2.          Menempatkan permainan pas atau over sehingga melalui perencanaan yang matang.
3.          Trik mengalahkan musuh dengan mengunci, bertahan bahkan bisa memotong dan kadang menjatuhkan lawan dengan karti truf.

Dalam kehidupan rohani, kita juga selalu melalui negosiasi, tawar- menawar, dan akhirnya ada kalah ada menang.  Sebenarnya di dalam diri kita ada sesuatu yang kecil sekali namun bisa mengalahkan yang besar dan kuat. Ibarat kartu truf, yang jarang sekali kita gunakan dalam hidup yaitu "hati kecil"
Saya tidak menemukan kata lain, tapi semua manusia memilikinya, tapi kebanyakan tidak menggunakannya. Manusia lebih mau menggunakan rasio logika, perhitungan matematika, untung rugi sampai ke pertimbangan hidup.
Kalau iman sebesar biji sesawi bisa memerintahkan gunung, maka hati kecil bisa menimbun jurang.   Karena menggali jurang adalah pekerjaan sekaligus membuat gunung pindah.
Salah satu contoh konkrit.  Di Alabama seorang anak usia 15 tahun tanpa kaki dan tanpa tangan tapi bisa mengemudikan pesawat. Hee Ah Lie dari Korea bisa bermain piano walau tak memiliki jari tangan  dan tidak memiliki kaki. Mengapaa mereka bisa? Mengalahkan handicap mereka ini yang menjadi jawabannya. Kapan kita orang bukan cacat bisa. Memanfaatkan kartu truf kita termasuk mengalahkan takdir (yang paling berkuasa).

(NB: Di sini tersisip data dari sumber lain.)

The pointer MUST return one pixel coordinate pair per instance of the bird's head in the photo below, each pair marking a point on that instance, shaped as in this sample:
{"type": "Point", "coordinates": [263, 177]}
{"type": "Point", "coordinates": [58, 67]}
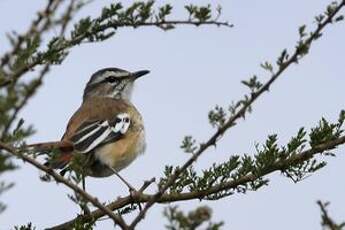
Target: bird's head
{"type": "Point", "coordinates": [112, 82]}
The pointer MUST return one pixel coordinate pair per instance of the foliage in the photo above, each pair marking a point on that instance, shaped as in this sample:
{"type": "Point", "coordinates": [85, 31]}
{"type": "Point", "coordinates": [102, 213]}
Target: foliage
{"type": "Point", "coordinates": [36, 49]}
{"type": "Point", "coordinates": [200, 218]}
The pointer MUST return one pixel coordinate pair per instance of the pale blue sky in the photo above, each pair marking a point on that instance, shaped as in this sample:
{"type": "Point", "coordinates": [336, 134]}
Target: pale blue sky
{"type": "Point", "coordinates": [192, 69]}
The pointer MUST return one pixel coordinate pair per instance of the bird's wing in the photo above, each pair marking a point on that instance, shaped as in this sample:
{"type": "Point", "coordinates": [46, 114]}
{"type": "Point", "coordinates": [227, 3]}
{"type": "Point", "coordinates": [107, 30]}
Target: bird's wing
{"type": "Point", "coordinates": [92, 134]}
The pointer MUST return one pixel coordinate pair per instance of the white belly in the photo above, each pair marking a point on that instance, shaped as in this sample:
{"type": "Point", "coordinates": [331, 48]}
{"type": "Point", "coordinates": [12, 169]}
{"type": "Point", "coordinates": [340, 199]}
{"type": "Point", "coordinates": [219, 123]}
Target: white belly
{"type": "Point", "coordinates": [120, 154]}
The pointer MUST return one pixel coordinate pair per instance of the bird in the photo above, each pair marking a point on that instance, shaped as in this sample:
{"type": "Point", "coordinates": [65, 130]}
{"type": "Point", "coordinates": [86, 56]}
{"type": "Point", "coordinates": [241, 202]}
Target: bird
{"type": "Point", "coordinates": [107, 130]}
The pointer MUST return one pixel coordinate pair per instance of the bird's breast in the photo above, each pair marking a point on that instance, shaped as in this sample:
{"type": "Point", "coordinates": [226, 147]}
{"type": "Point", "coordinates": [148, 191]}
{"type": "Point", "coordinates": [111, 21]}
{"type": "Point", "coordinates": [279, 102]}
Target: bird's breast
{"type": "Point", "coordinates": [121, 153]}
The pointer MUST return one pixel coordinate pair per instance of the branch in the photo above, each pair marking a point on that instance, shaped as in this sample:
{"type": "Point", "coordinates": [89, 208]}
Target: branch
{"type": "Point", "coordinates": [231, 121]}
{"type": "Point", "coordinates": [167, 198]}
{"type": "Point", "coordinates": [117, 219]}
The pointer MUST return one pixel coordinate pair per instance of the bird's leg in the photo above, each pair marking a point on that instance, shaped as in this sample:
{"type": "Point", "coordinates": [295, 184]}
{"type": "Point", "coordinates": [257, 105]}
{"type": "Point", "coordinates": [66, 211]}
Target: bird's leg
{"type": "Point", "coordinates": [130, 187]}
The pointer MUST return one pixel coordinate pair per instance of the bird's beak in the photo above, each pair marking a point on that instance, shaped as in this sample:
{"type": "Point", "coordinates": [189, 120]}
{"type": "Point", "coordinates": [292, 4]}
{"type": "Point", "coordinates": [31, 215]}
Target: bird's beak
{"type": "Point", "coordinates": [139, 74]}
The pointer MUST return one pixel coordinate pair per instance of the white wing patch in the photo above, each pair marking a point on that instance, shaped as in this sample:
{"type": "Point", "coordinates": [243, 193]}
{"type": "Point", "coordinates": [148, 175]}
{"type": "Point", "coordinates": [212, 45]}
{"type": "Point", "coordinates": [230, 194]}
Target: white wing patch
{"type": "Point", "coordinates": [96, 133]}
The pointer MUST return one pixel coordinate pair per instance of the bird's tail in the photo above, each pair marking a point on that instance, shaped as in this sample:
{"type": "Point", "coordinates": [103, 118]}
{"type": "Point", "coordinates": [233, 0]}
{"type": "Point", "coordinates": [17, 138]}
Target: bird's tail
{"type": "Point", "coordinates": [62, 153]}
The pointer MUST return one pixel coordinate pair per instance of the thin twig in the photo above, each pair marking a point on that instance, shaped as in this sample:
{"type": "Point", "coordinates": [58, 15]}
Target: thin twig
{"type": "Point", "coordinates": [233, 184]}
{"type": "Point", "coordinates": [69, 184]}
{"type": "Point", "coordinates": [231, 121]}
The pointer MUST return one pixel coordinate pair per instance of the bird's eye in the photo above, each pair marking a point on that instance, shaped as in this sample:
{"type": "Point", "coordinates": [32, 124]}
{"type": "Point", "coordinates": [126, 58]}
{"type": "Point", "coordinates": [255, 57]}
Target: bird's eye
{"type": "Point", "coordinates": [112, 79]}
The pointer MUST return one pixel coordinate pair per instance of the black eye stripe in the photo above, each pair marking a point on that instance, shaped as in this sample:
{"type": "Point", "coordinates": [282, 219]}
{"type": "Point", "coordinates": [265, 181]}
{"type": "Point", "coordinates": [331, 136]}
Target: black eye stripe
{"type": "Point", "coordinates": [111, 79]}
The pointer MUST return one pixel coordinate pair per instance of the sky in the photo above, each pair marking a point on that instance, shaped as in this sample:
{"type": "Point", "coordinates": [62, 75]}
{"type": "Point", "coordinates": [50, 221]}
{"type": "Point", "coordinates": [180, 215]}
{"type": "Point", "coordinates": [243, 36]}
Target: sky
{"type": "Point", "coordinates": [192, 70]}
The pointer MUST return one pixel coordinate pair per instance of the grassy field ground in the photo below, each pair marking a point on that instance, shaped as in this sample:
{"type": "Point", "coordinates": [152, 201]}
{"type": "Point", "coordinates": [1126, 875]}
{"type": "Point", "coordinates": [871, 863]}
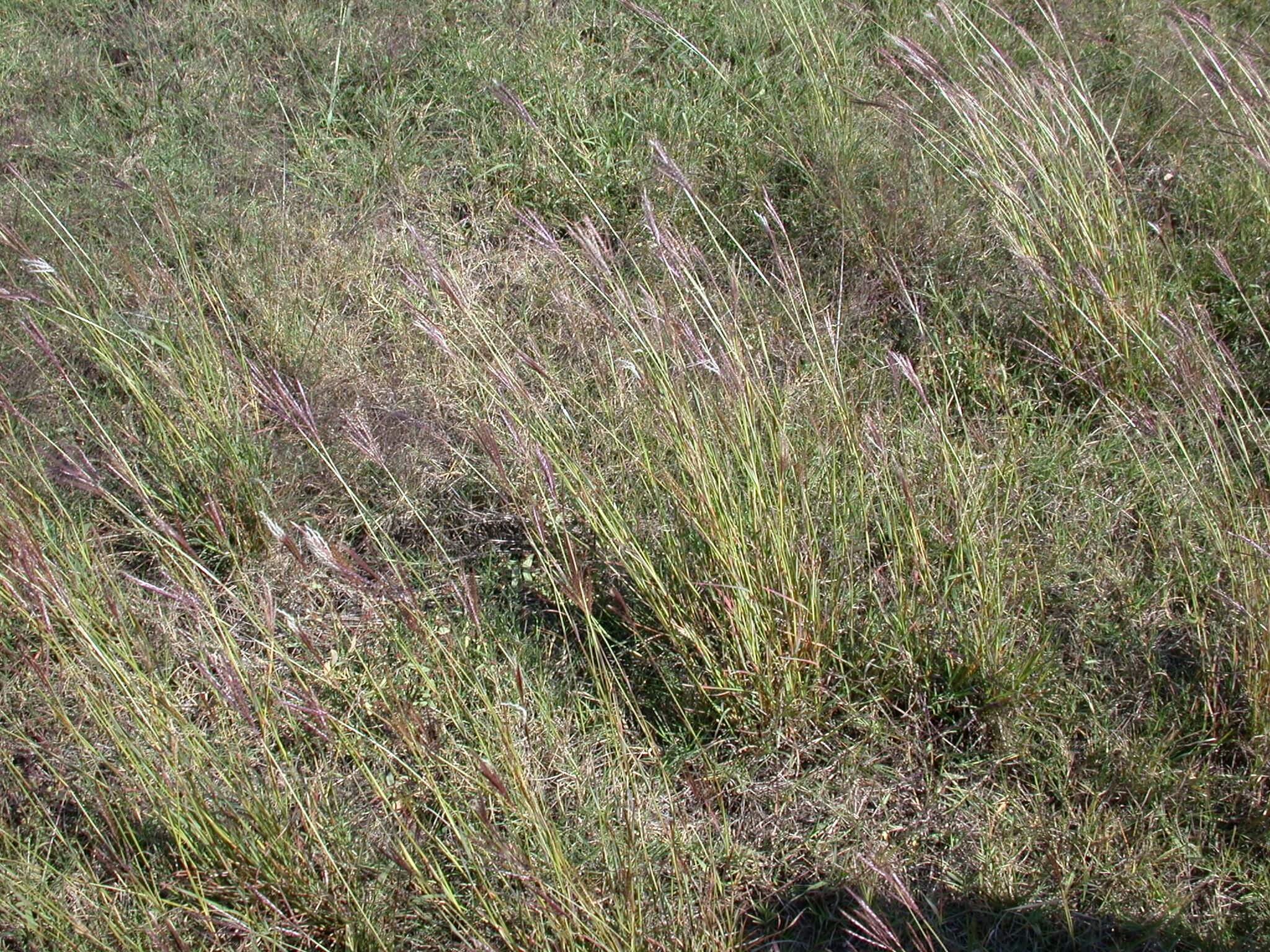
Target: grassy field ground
{"type": "Point", "coordinates": [575, 475]}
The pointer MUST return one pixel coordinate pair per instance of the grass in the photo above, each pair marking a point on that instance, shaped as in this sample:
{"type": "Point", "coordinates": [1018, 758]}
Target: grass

Jadi dalam hidup sesulit apapun, mari  kita pakai kartu truf kita sebagai pertahanan terakhir mengalahkan kesulitan, penderitaan, penyiksaan, penghinaan, penistaan, dendam, dan kebencian.
Damai selalu bersamamu.

Tuhan memberkati
Adharta

Guru dari Surabaya


Salam bahagia pagi hari,                                                                                                                                               
           Seorang sahabat karibku mengirim sebuah lagu lewat BBM judulnya "Indah rencana-Mu".  Hampir setiap hari aku mendengarnya. Sebab lagu itu kujadikan ringtone di handphone, sebagai alarm setiap pagi untuk membangunkanku. Sebagai pembuka kidung-kidung yang mengawali doa pagiku. Bahkan kadang sebagai musik penghantar tidurku sampai ke peraduan mengiringi mimpi-mimpiku sampai fajar merengut pagi. 

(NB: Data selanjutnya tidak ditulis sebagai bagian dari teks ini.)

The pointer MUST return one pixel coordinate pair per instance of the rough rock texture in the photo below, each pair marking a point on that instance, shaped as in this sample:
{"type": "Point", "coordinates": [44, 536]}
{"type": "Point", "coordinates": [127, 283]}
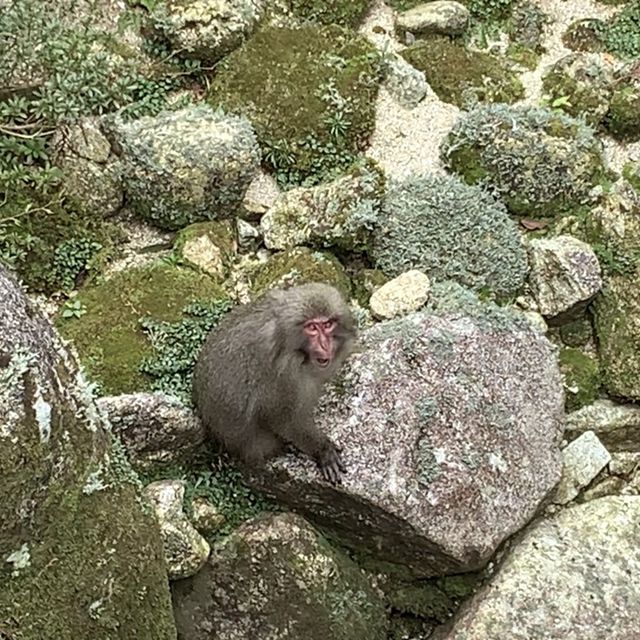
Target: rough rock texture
{"type": "Point", "coordinates": [406, 293]}
{"type": "Point", "coordinates": [451, 231]}
{"type": "Point", "coordinates": [440, 16]}
{"type": "Point", "coordinates": [404, 82]}
{"type": "Point", "coordinates": [583, 459]}
{"type": "Point", "coordinates": [275, 577]}
{"type": "Point", "coordinates": [185, 549]}
{"type": "Point", "coordinates": [153, 427]}
{"type": "Point", "coordinates": [186, 166]}
{"type": "Point", "coordinates": [575, 576]}
{"type": "Point", "coordinates": [81, 559]}
{"type": "Point", "coordinates": [92, 174]}
{"type": "Point", "coordinates": [450, 422]}
{"type": "Point", "coordinates": [565, 274]}
{"type": "Point", "coordinates": [341, 213]}
{"type": "Point", "coordinates": [207, 29]}
{"type": "Point", "coordinates": [617, 426]}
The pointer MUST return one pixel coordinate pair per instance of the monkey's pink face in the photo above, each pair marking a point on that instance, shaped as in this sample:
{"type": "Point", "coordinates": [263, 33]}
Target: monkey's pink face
{"type": "Point", "coordinates": [321, 342]}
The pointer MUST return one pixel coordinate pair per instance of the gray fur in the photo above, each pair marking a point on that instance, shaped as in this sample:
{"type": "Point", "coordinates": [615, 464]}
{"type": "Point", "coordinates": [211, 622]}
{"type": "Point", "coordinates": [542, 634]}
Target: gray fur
{"type": "Point", "coordinates": [254, 387]}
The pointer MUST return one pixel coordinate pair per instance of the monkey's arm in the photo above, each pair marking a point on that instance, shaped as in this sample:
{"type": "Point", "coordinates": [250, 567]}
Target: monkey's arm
{"type": "Point", "coordinates": [300, 430]}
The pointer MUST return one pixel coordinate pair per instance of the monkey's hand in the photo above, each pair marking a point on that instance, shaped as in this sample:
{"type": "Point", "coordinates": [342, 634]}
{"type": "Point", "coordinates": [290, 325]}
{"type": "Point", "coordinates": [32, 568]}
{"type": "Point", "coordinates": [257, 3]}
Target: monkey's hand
{"type": "Point", "coordinates": [331, 465]}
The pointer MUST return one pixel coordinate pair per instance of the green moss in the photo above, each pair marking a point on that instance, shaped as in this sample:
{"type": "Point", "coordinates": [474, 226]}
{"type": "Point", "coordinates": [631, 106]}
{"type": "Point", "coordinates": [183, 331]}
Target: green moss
{"type": "Point", "coordinates": [51, 246]}
{"type": "Point", "coordinates": [348, 13]}
{"type": "Point", "coordinates": [310, 94]}
{"type": "Point", "coordinates": [298, 266]}
{"type": "Point", "coordinates": [582, 378]}
{"type": "Point", "coordinates": [109, 337]}
{"type": "Point", "coordinates": [623, 119]}
{"type": "Point", "coordinates": [541, 162]}
{"type": "Point", "coordinates": [451, 231]}
{"type": "Point", "coordinates": [461, 76]}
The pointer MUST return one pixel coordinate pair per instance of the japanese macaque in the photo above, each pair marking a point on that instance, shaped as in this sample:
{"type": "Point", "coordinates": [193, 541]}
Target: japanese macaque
{"type": "Point", "coordinates": [261, 371]}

            Beberapa bulan lalu aku ke Surabaya. Aku menyempatkan diri makan Lontong balap, makanan khas Surabaya yang menjadi kegemaranku (di Jakarta tidak ada).   Jualannya persis di depan sekolahku SMA Frateran.  Aku memandang gedung sekolah yang sudah cukup tua (didirikan tahun 60-an).  Sekilas lewat seorang ibu tua sekali, masih memikul tas cukup berat memasuki Gedung Gereja Santa Perawan Maria Jalan Kepanjen, samping persis sekolahku (aku mau cari toilet sehabis makan).
         Aku mencoba menghampiri nenek tua ini.  Rasanya aku kenal.  Memang aku kenal karena 3 tahun bersama dia. Ia mengajarku. Ia guruku. Guru Kimia.  Orang yang cukup dekat denganku. Aku mendekatinya.  Aku membelainya. Matanya sudah rabun. Badannya kurus kering tapi masih memikul beban berat jualan kue dan krupuk. Timbul sifat nakalku menggodanya dengan mengagetkannya, tapi dia tidak terlalu terkejut (mungkin sudah agak tuli -aku juga sekarang agak budeg -kurang pendengaran).   

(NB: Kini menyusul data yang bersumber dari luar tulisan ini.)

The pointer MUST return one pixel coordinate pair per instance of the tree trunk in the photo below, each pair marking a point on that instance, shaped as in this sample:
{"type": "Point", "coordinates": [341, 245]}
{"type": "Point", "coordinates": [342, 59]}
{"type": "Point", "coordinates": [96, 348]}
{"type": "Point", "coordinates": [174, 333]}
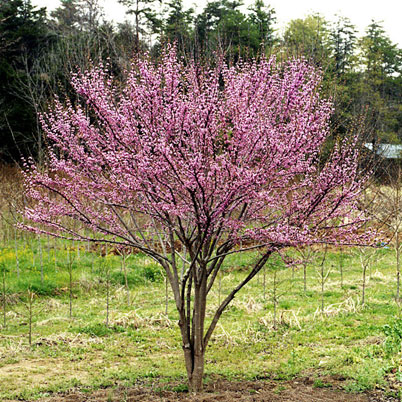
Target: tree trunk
{"type": "Point", "coordinates": [398, 273]}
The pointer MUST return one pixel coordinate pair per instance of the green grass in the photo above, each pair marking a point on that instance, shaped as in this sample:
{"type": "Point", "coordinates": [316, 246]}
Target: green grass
{"type": "Point", "coordinates": [358, 343]}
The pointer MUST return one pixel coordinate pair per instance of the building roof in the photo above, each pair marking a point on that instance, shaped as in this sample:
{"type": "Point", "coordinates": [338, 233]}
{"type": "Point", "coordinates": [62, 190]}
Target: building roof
{"type": "Point", "coordinates": [387, 151]}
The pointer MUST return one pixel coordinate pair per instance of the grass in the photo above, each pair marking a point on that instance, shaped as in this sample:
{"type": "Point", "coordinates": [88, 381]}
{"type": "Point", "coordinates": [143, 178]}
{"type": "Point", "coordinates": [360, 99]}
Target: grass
{"type": "Point", "coordinates": [359, 343]}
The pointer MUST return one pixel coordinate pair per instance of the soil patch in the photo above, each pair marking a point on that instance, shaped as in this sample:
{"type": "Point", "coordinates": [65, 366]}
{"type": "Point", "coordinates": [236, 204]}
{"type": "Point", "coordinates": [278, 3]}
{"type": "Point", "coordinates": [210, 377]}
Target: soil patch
{"type": "Point", "coordinates": [225, 391]}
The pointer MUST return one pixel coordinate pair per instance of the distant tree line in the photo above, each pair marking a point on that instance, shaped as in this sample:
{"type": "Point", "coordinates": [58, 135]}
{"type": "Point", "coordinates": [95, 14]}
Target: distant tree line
{"type": "Point", "coordinates": [38, 52]}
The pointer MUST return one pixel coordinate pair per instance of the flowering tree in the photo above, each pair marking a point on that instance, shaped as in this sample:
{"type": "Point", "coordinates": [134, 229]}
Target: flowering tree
{"type": "Point", "coordinates": [190, 164]}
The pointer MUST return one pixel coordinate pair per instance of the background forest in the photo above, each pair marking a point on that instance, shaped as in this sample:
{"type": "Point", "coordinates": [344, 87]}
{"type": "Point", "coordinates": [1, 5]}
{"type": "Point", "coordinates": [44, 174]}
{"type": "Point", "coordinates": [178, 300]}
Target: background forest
{"type": "Point", "coordinates": [38, 52]}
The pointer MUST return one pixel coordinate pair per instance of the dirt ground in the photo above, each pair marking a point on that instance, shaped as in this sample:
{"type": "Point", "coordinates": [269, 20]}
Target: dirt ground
{"type": "Point", "coordinates": [225, 391]}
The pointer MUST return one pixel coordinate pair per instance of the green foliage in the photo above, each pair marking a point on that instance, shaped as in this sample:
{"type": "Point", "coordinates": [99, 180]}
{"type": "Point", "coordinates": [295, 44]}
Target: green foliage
{"type": "Point", "coordinates": [393, 340]}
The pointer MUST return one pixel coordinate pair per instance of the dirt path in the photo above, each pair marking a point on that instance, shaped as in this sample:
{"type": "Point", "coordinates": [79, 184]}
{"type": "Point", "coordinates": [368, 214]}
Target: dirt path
{"type": "Point", "coordinates": [224, 391]}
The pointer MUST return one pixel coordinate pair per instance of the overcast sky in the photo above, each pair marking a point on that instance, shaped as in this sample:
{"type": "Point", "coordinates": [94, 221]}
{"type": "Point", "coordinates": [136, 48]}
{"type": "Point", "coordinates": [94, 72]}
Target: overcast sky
{"type": "Point", "coordinates": [359, 11]}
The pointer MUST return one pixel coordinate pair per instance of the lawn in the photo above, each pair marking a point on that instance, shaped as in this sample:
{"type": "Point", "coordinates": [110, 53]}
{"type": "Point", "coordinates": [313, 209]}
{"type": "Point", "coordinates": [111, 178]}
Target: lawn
{"type": "Point", "coordinates": [119, 333]}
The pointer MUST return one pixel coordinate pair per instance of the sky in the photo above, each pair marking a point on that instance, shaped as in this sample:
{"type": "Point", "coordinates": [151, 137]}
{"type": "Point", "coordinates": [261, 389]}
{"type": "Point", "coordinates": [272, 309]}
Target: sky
{"type": "Point", "coordinates": [360, 12]}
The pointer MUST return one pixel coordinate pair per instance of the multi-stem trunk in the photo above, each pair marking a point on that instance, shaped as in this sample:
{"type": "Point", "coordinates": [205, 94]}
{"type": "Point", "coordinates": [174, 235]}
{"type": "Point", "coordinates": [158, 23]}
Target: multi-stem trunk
{"type": "Point", "coordinates": [4, 297]}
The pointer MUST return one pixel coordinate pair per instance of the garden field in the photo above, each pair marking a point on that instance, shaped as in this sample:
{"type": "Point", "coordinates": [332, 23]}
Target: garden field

           Dia coba memandangku dengan menatap wajahku.  Semenit kita saling memandang tapi kelihatan dia sudah lupa.  Aku kasihan juga membuatnya berpikir. Akhirnya aku memperkenalkan diriku. Dia tidak banyak berkata-kata tapi airmatanya keluar dan senyumnya menghias wajahnya. Lalu aku mengajak duduk dan mulai bercerita dan kita bernostalgia.  Hal yang menarik adalah dia mengatakan bahwa sungguh indah hidup ini baginya.  Busyet dalam hati aku mikir kok lagi susah dan tua masih bekerja tapi masih bisa mengatakan sungguh indah hidup ini.  Setelah beberapa saat berbincang akupun meninggalkannya sembari  tidak lupa kusisipkan sedikit buat beliau. 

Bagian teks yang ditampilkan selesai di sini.